# Made a brush arrow-rest for my slingbow from old toothbrushes!



## JohnRio (Oct 8, 2011)

I was getting tired of the ring-rest on my slingbow (old pic at the bottom, with old cane arrows I've since replaced) ripping the fletches off my arrows, they are only duct tape, but even so it would result in the occassional mis-fire and was a pain to keep replacing them after every session.

I'd seen "whisker-biscuits" used by others who'd modded slingshots to slingbows, but when I looked them up on ebay they were priced at about £40, or at least £15 even for the "refill" whiskers"!!

Now, I get through toothbrushes pretty fast and I keep the old ones around, because stiff bristle brushes are sometimes handy. Brainwave! I cut the heads off two of them, blu-tack and taped them in place and did a quick test. Seemed ok, so I stuck them firmly in place with epoxy (Araldite) with some electrical tape to support them (new pic at the top).

Had a little shooting session today - works beautifully! If anything it's more accurate, and no fletch stripping! Not to mention if I want to, I can also fire lead or steel ball through it without any further messing about!

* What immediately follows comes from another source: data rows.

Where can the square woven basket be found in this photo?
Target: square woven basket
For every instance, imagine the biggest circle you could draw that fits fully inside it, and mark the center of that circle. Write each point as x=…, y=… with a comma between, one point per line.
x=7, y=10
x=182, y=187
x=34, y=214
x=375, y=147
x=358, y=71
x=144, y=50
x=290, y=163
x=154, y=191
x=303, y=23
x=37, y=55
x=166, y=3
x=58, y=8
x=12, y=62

Result! Total cost: a few pence worth of glue and tape!









Next experiment in the pipeline, when those red magnums die, I got a set of TBblack tubes to go on this slingbow!


----------



## NightKnight (Dec 16, 2009)

That is a cool idea!


----------



## Dayhiker (Mar 13, 2010)

Thanks -- very nice idea.


----------



## lightgeoduck (Apr 3, 2011)

Great Job...need to keep this in my memory bank

LGD


----------



## Charles (Aug 26, 2010)

I love seeing folks adapt stuff that was meant for other purposes ... good job! Shows you are thinking.

Cheers ...... Charles


----------



## SlingGal (Jun 18, 2011)

That is VERY cool!

-Restita


----------



## JohnRio (Oct 8, 2011)

Thanks folks, glad you like! Hopefully other people may get some use out of this idea too!


----------



## newconvert (Dec 12, 2011)

JohnRio said:


> Thanks folks, glad you like! Hopefully other people may get some use out of this idea too!


i know i will, perfect


----------